How do I subtract two declared variables in MYSQL - mysql

The question I am working on is as follows:
What is the difference in the amount received for each month of 2004 compared to 2003?
This is what I have so far,
SELECT #2003 = (SELECT sum(amount) FROM Payments, Orders
WHERE YEAR(orderDate) = 2003
AND Payments.customerNumber = Orders.customerNumber
GROUP BY MONTH(orderDate));
SELECT #2004 = (SELECT sum(amount) FROM Payments, Orders
WHERE YEAR(orderDate) = 2004
AND Payments.customerNumber = Orders.customerNumber
GROUP BY MONTH(orderDate));
SELECT MONTH(orderDate), (#2004 - #2003) AS Diff
FROM Payments, Orders
WHERE Orders.customerNumber = Payments.customerNumber
Group By MONTH(orderDate);
In the output I am getting the months but for Diff I am getting NULL please help. Thanks

I cannot test this because I don't have your tables, but try something like this:
SELECT a.orderMonth, (a.orderTotal - b.orderTotal ) AS Diff
FROM
(SELECT MONTH(orderDate) as orderMonth,sum(amount) as orderTotal
FROM Payments, Orders
WHERE YEAR(orderDate) = 2004
AND Payments.customerNumber = Orders.customerNumber
GROUP BY MONTH(orderDate)) as a,
(SELECT MONTH(orderDate) as orderMonth,sum(amount) as orderTotal FROM Payments, Orders
WHERE YEAR(orderDate) = 2003
AND Payments.customerNumber = Orders.customerNumber
GROUP BY MONTH(orderDate)) as b
WHERE a.orderMonth=b.orderMonth

Q: How do I subtract two declared variables in MySQL.
A: You'd first have to DECLARE them. In the context of a MySQL stored program. But those variable names wouldn't begin with an at sign character. Variable names that start with an at sign # character are user-defined variables. And there is no DECLARE statement for them, we can't declare them to be a particular type.
To subtract them within a SQL statement
SELECT #foo - #bar AS diff
Note that MySQL user-defined variables are scalar values.
Assignment of a value to a user-defined variable in a SELECT statement is done with the Pascal style assignment operator :=. In an expression in a SELECT statement, the equals sign is an equality comparison operator.
As a simple example of how to assign a value in a SQL SELECT statement
SELECT #foo := '123.45' ;
In the OP queries, there's no assignment being done. The equals sign is a comparison, of the scalar value to the return from a subquery.
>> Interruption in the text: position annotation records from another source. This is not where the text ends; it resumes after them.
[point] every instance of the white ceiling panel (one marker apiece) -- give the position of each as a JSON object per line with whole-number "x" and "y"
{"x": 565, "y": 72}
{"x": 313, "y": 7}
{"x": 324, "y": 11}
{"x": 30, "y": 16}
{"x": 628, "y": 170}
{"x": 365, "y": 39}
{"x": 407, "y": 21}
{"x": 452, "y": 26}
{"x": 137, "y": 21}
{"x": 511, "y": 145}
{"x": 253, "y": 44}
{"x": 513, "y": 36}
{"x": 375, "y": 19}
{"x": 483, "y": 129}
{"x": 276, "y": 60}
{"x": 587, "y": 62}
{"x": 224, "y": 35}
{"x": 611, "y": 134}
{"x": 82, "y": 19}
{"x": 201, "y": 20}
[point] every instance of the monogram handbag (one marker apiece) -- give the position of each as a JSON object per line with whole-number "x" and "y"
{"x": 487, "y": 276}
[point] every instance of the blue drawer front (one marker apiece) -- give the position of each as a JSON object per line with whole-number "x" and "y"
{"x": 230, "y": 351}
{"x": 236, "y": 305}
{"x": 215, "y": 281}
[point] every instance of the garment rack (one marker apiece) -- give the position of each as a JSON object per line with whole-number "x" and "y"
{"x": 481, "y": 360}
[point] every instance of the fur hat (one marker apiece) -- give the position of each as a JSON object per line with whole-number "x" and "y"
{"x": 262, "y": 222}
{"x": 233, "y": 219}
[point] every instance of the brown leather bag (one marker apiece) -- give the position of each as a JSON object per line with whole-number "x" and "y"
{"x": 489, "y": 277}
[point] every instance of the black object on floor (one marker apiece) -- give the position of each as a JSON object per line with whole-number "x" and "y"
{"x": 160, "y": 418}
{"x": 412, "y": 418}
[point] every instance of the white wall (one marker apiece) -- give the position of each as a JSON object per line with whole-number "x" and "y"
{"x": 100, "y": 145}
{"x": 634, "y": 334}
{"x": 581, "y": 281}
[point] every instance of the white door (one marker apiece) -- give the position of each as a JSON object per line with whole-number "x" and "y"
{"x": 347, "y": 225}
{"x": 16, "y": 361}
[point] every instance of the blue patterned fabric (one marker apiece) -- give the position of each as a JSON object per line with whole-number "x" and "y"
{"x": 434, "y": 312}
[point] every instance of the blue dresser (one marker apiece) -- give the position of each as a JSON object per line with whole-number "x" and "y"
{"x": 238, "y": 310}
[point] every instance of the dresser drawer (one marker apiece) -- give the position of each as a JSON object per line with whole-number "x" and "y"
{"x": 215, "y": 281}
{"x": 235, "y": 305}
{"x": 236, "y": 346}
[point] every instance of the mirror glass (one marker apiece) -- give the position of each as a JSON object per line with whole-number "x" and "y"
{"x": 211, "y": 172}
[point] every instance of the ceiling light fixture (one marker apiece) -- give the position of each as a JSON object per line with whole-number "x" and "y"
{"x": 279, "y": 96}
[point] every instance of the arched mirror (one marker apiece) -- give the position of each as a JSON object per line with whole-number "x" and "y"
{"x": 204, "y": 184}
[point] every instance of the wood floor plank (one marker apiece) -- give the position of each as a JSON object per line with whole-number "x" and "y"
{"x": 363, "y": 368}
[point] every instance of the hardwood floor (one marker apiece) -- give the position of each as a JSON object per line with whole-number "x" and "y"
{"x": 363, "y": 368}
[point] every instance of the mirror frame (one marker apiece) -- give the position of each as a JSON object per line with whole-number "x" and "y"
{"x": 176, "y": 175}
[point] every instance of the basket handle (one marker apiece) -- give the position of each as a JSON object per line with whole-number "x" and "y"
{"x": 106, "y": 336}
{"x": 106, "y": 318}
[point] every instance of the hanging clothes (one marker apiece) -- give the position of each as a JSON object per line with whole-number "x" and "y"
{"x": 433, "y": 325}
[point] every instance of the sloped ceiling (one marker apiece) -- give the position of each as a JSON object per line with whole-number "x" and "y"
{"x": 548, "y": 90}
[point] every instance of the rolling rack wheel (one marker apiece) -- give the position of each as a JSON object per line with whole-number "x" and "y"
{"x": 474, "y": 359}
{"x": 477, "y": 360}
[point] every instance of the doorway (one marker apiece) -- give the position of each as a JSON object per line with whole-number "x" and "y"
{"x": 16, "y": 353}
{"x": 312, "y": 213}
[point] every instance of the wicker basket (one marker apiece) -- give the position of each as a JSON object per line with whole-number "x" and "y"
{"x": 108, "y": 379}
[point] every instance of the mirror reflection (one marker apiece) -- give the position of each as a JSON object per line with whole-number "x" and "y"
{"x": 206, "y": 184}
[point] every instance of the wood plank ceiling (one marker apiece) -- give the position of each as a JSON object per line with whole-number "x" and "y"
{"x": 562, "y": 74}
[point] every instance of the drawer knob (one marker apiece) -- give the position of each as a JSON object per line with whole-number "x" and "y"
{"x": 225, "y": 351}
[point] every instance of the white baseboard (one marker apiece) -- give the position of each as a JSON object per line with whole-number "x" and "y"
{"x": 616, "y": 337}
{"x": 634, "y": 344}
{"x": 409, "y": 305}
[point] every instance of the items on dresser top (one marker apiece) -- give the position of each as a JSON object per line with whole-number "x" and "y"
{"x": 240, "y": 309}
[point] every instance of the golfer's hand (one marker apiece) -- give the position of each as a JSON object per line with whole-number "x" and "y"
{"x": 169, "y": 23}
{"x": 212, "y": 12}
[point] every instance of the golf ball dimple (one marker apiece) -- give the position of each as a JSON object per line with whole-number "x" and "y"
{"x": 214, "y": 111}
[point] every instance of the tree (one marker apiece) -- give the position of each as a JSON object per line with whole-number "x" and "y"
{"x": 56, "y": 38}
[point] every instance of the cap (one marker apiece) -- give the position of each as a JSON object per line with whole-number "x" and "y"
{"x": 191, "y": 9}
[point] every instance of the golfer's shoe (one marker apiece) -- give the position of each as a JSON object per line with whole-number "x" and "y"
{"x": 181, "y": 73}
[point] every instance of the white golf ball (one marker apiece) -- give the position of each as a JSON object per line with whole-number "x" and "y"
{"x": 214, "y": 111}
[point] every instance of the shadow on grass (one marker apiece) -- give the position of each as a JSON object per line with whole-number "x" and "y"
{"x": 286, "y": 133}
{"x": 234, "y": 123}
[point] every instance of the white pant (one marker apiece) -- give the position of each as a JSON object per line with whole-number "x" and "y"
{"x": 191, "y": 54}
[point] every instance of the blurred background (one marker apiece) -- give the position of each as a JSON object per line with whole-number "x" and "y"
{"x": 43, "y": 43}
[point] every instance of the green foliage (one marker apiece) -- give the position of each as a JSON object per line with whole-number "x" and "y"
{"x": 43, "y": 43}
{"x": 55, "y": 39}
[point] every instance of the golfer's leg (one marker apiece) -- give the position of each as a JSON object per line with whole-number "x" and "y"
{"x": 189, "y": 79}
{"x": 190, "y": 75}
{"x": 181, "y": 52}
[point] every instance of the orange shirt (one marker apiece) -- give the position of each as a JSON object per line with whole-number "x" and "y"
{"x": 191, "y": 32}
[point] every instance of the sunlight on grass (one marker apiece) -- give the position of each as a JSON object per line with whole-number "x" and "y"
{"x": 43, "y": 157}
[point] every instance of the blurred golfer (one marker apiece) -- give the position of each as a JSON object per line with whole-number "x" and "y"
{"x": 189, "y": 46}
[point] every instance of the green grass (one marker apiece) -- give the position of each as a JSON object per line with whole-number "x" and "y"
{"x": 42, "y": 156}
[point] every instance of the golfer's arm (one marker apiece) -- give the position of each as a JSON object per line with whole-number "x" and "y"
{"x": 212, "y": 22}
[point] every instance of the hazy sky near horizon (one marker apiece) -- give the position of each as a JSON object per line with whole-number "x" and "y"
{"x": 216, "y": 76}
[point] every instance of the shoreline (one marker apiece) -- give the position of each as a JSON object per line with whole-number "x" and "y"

Are those first statements actually running without throwing an error?
User-defined variables are probably not necessary to solve this problem.
You want to return how many rows? Sounds like you want one for each month. We'll assume that by "year" we're referring to a calendar year, as in January through December. (We might want to check that assumption. Just so we don't find out way too late, that what was meant was the "fiscal year", running from July through June, or something.)
How can we get a list of months? Looks like you've got a start. We can use a GROUP BY or a DISTINCT.
The question was... "What is the difference in the amount received ... "
So, we want amount received. Would that be the amount of payments we received? Or the amount of orders that we received? (Are we taking orders and receiving payments? Or are we placing orders and making payments?)
When I think of "amount received", I'm thinking in terms of income.
Given the only two tables that we see, I'm thinking we're filling orders and receiving payments. (I probably want to check that, so when I'm done, I'm not told... "oh, we meant the number of orders we received" and/or "the payments table is the payments we made, the 'amount we received' is in some other table"
We're going to assume that there's a column that identifies the "date" that a payment was received, and that the datatype of that column is DATE (or DATETIME or TIMESTAMP), some type that we can reliably determine what "month" a payment was received in.
To get a list of months that we received payments in, in 2003...
SELECT MONTH(p.payment_received_date)
FROM payment_received p
WHERE p.payment_received_date >= '2003-01-01'
AND p.payment_received_date < '2004-01-01'
GROUP BY MONTH(p.payment_received_date)
ORDER BY MONTH(p.payment_received_date)
That should get us twelve rows. Unless we didn't receive any payments in a given month. Then we might only get 11 rows. Or 10. Or, if we didn't receive any payments in all of 2003, we won't get any rows back.
For performance, we want to have our predicates (conditions in the WHERE clause0 reference bare columns. With an appropriate index available, MySQL will make effective use of an index range scan operation. If we wrap the columns in a function, e.g.
WHERE YEAR(p.payment_received_date) = 2003
With that, we will be forcing MySQL to evaluate that function on every flipping row in the table, and then compare the return from the function to the literal. We prefer not do do that, and reference bare columns in predicates (conditions in the WHERE clause).
We could repeat the same query to get the payments received in 2004. All we need to do is change the date literals.
Or, we could get all the rows in 2003 and 2004 all together, and collapse that into a list of distinct months.
We can use conditional aggregation. Since we're using calendar years, I'll use the YEAR() shortcut (rather than a range check). Here, we're not as concerned with using a bare column inside the expression.
SELECT MONTH(p.payment_received_date) AS `mm`
, MAX(MONTHNAME(p.payment_received_date)) AS `month`
, SUM(IF(YEAR(p.payment_received_date)=2004,p.payment_amount,0)) AS `2004_month_total`
, SUM(IF(YEAR(p.payment_received_date)=2003,p.payment_amount,0)) AS `2003_month_total`
, SUM(IF(YEAR(p.payment_received_date)=2004,p.payment_amount,0))
- SUM(IF(YEAR(p.payment_received_date)=2003,p.payment_amount,0)) AS `2004_2003_diff`
FROM payment_received p
WHERE p.payment_received_date >= '2003-01-01'
AND p.payment_received_date < '2005-01-01'
GROUP
BY MONTH(p.payment_received_date)
ORDER
BY MONTH(p.payment_received_date)
If this is a homework problem, I strongly recommend you work on this problem yourself. There are other query patterns that will return an equivalent result.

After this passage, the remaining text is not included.